Views query optimization

bjaspan's picture

I am working on "fields in core" this week and recently found myself pondering the problem of very inefficient CCK-related Views queries. Here's a brief summary of the situation:

In D6 (and, through overwhelming though unjustified demand, probably in D7), CCK fields can exist in "per content type" tables that share many single-value fields or in "per-field" tables that contain a single field that is either shared among multiple content types, is multi-valued, or both. Also, in D6, the admin can change a CCK field from one to the other form of storage, perhaps without realizing it (not all admins are RDBMS wizards). If CCK exported information about fields to Views in a way that was tied to the actual database layout, then when an admin changed the database layout of a field, all Views using that field would break and require manual intervention to fix.

Therefore, when CCK exports its fields to Views, it always tells Views that every field is in its own table, even if it is not. Suppose that you define an Event type with a date and venue nodereference field:

Table content_type_event: nid, vid, field_date_value, field_venue_nid

CCK tells views that two tables exist, named something like "node_data_field_date_value" and "node_data_field_venue_nid." They both happen to be aliased to content_type_event, but Views treats them as separate tables. So, if you add both Date and Venue as fields to a View, you get a query something like this:

SELECT node_data_field_date_value.field_date_value, node_data_field_venue_nid.field_venue_nid
FROM node n
LEFT JOIN content_type_event node_data_field_date_value ON node_data_field_date_value.vid = n.vid
LEFT JOIN content_type_event node_data_field_venue_nid ON node_data_field_venue_nid.vid = n.vid

In other words, you get two joins to the same table (content_type_event) with the same criteria.

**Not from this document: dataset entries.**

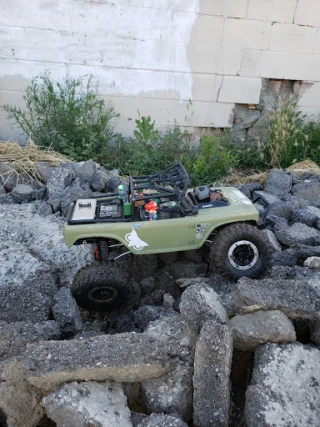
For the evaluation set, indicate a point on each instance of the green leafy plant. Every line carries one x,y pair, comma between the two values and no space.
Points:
213,159
150,150
287,142
67,116
145,132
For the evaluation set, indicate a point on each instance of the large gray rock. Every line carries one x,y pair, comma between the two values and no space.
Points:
297,234
25,293
211,380
26,193
187,269
61,177
278,183
293,297
170,394
43,171
40,240
305,216
148,313
66,313
284,389
76,191
162,420
20,403
199,303
313,263
128,357
14,337
88,404
308,191
251,330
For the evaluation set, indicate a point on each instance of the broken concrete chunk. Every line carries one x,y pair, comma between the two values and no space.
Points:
251,330
278,183
199,303
88,404
211,380
66,313
285,386
293,297
162,420
170,394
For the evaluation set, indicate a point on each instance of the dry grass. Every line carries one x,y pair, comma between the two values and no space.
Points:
298,169
22,160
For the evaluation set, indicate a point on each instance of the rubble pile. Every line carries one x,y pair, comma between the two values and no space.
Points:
189,348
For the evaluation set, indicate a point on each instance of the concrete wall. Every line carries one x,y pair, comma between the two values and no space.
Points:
180,61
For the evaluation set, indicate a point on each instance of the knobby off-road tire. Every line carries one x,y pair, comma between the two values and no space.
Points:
240,250
100,288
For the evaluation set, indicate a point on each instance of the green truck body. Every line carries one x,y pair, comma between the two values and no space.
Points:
171,234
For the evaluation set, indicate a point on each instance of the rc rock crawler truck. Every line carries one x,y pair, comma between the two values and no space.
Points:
160,213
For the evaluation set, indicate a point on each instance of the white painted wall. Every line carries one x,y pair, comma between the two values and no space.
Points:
180,61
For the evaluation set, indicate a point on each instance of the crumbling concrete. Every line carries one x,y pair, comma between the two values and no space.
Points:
88,404
260,327
284,389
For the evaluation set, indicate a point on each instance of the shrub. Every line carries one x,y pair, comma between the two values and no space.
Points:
213,160
287,142
149,151
68,116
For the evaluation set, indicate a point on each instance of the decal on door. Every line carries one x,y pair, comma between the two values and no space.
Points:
134,240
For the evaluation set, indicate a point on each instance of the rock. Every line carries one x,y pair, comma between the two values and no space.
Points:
88,171
292,297
308,191
304,216
147,313
113,181
185,282
128,357
25,293
44,209
315,329
211,380
99,180
14,337
143,267
285,387
199,303
279,209
66,313
19,401
88,404
287,257
248,189
187,269
265,197
72,193
313,263
168,300
43,171
297,234
170,394
26,193
278,183
251,330
314,211
61,177
275,245
27,236
162,420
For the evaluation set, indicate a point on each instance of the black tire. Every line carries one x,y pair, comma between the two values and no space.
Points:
100,288
240,250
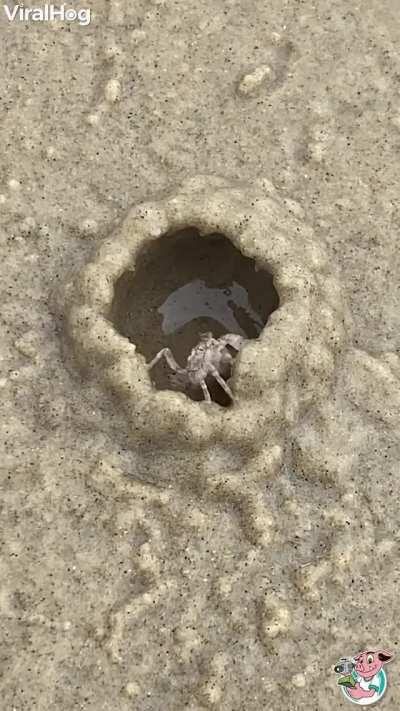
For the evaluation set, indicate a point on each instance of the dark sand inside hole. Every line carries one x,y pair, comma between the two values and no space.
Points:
185,284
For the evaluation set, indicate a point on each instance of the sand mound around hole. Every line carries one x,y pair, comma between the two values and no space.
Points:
290,365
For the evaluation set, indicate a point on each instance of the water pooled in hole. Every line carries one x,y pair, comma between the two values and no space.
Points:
183,285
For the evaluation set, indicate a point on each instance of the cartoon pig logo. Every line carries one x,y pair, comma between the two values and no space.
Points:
364,682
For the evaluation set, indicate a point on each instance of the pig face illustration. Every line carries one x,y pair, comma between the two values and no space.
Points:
370,663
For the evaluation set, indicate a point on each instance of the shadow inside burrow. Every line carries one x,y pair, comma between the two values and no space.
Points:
185,284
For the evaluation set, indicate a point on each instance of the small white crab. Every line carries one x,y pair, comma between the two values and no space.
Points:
211,357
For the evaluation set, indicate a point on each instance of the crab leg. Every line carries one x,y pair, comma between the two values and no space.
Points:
167,354
206,394
222,383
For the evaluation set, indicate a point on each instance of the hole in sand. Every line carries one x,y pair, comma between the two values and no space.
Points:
183,285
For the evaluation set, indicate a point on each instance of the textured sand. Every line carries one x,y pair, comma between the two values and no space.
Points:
152,580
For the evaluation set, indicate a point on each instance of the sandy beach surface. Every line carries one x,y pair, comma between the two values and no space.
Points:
142,581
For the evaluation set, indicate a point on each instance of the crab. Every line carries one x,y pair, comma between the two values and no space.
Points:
211,357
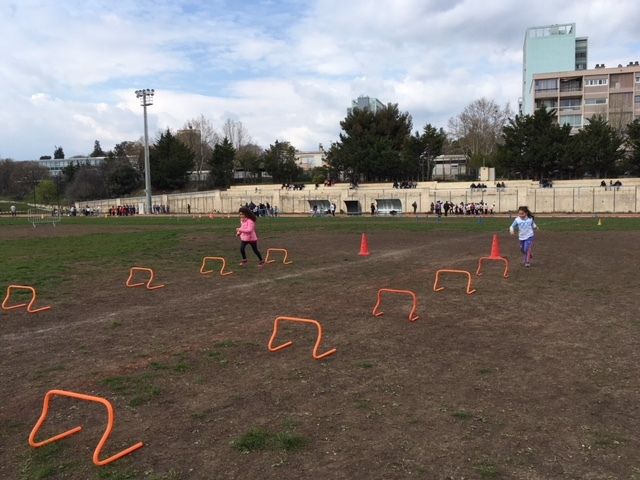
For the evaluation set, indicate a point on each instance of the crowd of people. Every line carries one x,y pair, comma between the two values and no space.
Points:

Here's my question: Can't this query be dynamically optimized to eliminate the redundant join? If I'm right, Views can do it, or a contrib module could do it with hook_views_query_alter().

My thinking is that when you have two joins to the same table using the same "ON" criteria, they can be merged. So:

SELECT t1.field_a, t2.field_b
FROM node n
JOIN table t1 ON t1.col = n.col
JOIN table t2 ON t2.col = n.col

can be rewritten as:

SELECT t.field_a, t.field_b
FROM node n
JOIN table t ON t.col = n.col

Am I missing something? When is this not a valid transformation? I'm sure that I am going down a well-worn path here and am either re-inventing something from the 1970s or missing the obvious problem with this approach. If I am missing something and this is only sometimes valid, CCK could certainly add a setting to the table definition it exports to Views saying that for this table it is a safe transformation.



In fact, now that I think

bjaspan's picture

In fact, now that I think about "re-inventing something from the 1970s," I bet if this is a safe transformation that most RDBMS systems already implement this in their internal query optimizer. Mr. Strauss?

I believe that if using

merlinofchaos's picture

I believe that if using $query->ensure_table() it would be safe to make this optimization. However, if using $query->add_table() it would not be safe to make this optimization.

My guess is that CCK never uses $query->add_table() but my belief may be suspect.

We discussed this issue with

yched's picture

We discussed this issue with Earl and Karen on IRC a few weeks ago, the conclusion was : 'another good reason why field data should not move from one table to the other / one storage schema to the other after the field got created'. But I don't think we considered rewriting the query... Probably is a solution in a 'movable fields' world...

CCK field handlers do not implement the ->query() method, and thus defer to the regular views_handler_field_node::query()
(except for multiple fields, where it simply doesn't add anything to the views-genereted query, and retrieves data in a pre_render separate query)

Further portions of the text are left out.